# too much salt???



## illnastyimpreza (Jul 31, 2009)

hey guys whats goin on ? I just bought a 55 gallon tank in hopes to go with salt water... BUT the fish seem to be too much money for my wallet right now. So I am going to buy a bunch of African chiclids instead.

I had dumped a couple pounds of salt into the tank. But the hydrometer still doesn't even register. So my question is, is the water still safe to add freshwater fish? even with the few pounds of salt I had added to make it a salt water tank ?

IIRC adding small amounts of salt is actually beneficial to the fresh water fish... how is this so ?


----------



## illnastyimpreza (Jul 31, 2009)

bump to get this in my subscriptions


----------



## petlovingfreak (May 8, 2009)

what kind of salt? A couple pounds is toooo much, especially if it's just regular salt and not MARINE salt, and you have to acclimate freshwater fish SLOWLY to the salt or they will die.


----------



## Toshogu (Apr 24, 2009)

I would suggest draining the tank and washing the everything. Freshwater fish like FRESHwater. Saltwater fish like SALTwater. Trying to get Freshwater fish to live in saltwater not going to work out to well. BUT you can test... buy a $1.00 gold fish, drip acclimatize it, and see if it lives for more than a week. If it dies, you got way to much salt in there.


----------



## lohachata (Jan 27, 2006)

i would suggest....................................

just drain the tank and rinse it good..start over..africans do not need salt in their water..
use dolomite as a substrate and tufa rock for the rockwork...they will keep your water at the right PH for africans.


----------



## illnastyimpreza (Jul 31, 2009)

ok cool I will just drain all the water. How long should I let the tank run again before I add fish ?

also, I have a bunch of crushed coral, will this be ok to use for rocks? I heard it helps buffer the PH level.

Where can I get Dolomite and Tufa rock ? at a local rock building supply yard ??


----------



## lohachata (Jan 27, 2006)

i get my tufa rock here in ohio..don't know about elsewhere....
look in the phonebook for a landscape supply place..tell them you need the smallest crushed limestone you can get...
yes ; coral will help keep your PH up where it needs to be..


----------



## COM (Mar 15, 2008)

Don't worry too much about dolomite or tufa rock. That will work but you might have to do some running around to source it. For most African cichlids, you can get any old rocks, clean them well, and stack them and you'll be fine. I add salt with water changes. I alternate iodized table salt and non-iodized kosher salt every few weeks. Iodine is good for shrimp and the like.


----------



## illnastyimpreza (Jul 31, 2009)

COM said:


> Don't worry too much about dolomite or tufa rock. That will work but you might have to do some running around to source it. For most African cichlids, you can get any old rocks, clean them well, and stack them and you'll be fine. I add salt with water changes. I alternate iodized table salt and non-iodized kosher salt every few weeks. Iodine is good for shrimp and the like.

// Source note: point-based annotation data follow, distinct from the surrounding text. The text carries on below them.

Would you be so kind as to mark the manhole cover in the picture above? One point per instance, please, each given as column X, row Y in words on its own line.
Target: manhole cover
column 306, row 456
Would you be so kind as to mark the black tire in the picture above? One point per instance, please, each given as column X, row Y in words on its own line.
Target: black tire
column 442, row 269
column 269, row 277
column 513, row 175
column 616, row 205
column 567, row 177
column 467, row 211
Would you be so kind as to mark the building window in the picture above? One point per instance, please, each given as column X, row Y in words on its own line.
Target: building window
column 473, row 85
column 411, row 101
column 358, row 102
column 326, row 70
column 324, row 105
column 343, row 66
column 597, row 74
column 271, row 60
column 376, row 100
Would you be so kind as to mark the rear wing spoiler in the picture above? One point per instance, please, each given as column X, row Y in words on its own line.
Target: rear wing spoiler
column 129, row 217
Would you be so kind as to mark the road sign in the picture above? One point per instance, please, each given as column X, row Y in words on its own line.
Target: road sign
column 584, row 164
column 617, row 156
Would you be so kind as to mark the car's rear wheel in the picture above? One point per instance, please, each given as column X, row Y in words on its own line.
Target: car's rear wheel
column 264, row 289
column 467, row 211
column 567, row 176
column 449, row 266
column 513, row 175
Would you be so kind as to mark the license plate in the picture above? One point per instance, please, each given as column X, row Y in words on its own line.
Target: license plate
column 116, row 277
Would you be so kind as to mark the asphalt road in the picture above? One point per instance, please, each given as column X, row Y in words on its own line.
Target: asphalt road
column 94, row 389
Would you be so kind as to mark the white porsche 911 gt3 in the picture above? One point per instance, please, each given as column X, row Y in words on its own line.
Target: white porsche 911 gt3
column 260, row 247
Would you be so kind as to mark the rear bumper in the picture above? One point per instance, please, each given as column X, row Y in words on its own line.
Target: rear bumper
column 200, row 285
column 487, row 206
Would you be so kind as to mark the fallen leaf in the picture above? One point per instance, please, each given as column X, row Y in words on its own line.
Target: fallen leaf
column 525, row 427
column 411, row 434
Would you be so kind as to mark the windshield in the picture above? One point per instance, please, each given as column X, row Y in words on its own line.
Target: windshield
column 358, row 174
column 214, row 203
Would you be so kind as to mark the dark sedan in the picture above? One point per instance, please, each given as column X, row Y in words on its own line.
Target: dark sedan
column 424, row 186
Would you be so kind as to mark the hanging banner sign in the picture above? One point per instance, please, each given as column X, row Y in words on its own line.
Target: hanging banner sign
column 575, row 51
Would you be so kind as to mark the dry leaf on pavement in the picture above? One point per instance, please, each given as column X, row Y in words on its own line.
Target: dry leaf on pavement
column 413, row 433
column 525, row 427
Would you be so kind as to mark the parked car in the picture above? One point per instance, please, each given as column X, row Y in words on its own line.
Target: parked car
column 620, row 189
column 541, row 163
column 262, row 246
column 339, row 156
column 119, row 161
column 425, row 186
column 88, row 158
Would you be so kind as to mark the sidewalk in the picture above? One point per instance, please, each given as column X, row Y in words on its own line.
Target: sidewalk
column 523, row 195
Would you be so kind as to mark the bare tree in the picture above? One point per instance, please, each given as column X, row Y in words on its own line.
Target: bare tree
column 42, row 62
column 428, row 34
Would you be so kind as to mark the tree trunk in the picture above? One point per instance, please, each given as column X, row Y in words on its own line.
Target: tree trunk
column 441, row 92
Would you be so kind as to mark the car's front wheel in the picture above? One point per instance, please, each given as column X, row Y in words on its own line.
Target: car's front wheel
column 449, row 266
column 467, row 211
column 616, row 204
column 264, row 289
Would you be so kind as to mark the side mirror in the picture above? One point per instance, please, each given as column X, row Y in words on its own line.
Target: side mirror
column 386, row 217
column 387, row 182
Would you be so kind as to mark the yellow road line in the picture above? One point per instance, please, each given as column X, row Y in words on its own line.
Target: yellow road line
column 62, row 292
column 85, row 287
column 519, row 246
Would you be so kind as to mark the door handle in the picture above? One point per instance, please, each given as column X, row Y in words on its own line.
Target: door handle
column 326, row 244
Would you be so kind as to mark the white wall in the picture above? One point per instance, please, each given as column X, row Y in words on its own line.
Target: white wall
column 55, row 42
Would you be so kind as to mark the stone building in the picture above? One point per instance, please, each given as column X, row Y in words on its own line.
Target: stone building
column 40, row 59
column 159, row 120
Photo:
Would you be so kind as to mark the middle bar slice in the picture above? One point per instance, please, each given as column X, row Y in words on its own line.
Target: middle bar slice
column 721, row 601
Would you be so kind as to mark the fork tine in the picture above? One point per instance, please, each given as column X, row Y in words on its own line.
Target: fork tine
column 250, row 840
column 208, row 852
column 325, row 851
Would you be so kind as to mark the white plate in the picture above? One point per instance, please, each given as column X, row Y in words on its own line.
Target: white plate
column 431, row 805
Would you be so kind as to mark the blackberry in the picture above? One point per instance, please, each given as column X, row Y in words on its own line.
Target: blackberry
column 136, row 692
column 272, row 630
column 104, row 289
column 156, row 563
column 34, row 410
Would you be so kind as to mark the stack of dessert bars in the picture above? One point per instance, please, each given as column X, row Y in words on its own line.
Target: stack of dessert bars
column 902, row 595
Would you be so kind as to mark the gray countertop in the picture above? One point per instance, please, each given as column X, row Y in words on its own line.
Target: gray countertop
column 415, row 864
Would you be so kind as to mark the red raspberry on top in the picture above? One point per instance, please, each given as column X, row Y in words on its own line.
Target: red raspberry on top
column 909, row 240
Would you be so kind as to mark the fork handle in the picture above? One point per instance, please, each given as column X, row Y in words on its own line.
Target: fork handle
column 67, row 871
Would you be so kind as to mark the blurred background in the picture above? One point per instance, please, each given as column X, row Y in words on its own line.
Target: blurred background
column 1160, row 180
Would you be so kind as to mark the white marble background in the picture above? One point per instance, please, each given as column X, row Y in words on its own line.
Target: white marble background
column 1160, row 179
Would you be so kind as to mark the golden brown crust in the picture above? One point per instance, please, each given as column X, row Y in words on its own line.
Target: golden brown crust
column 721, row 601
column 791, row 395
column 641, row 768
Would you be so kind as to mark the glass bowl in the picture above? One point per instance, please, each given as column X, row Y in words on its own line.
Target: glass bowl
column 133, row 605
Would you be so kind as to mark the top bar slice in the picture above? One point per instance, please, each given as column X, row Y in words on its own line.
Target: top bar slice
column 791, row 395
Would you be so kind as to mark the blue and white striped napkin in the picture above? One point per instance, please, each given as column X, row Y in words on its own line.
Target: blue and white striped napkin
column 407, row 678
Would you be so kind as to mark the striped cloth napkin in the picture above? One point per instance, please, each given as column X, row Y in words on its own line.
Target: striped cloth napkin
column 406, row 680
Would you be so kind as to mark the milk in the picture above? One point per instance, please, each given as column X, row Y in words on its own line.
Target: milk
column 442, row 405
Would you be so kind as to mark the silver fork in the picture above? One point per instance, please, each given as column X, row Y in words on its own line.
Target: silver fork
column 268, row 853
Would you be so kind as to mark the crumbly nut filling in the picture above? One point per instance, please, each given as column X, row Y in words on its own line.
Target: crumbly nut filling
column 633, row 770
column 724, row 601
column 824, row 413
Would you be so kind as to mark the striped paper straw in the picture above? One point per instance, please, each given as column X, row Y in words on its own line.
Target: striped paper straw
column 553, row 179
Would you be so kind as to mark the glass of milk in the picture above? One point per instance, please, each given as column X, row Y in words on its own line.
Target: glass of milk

how much salt do you add? how big is the tank ? how many africans do you have in there? and how often do you usually change the water ???


How long do I have to have the tank running before I add fish ?


----------



## emc7 (Jul 23, 2005)

Salt additions are usually in the tsp / gallon range. So a couple of pounds is a bit much. Just drain and refill. Don't bother to rinse everything unless it smells bad (dying algae or anything dead). A little salt won't hurt African cichlids. I've seen them in full salt-water, but you do need to acclimate slowly.

For Malawi and Tanganyika cichlids, I prefer to use 'cichlid salts' to plain NaCl. But I believe plain salt is better than no salts for fish that need ions in the water. The thing to do is have you LFS tell you the TDS, or the gH and kH of your tap water. In much of the county, there is plenty of salts in the tap water for ion-loving fish. In other places, some fish do better is you add things to your water. Don't just follow the directions on the aquarium salt. Do your homework and know your water and your fish.


----------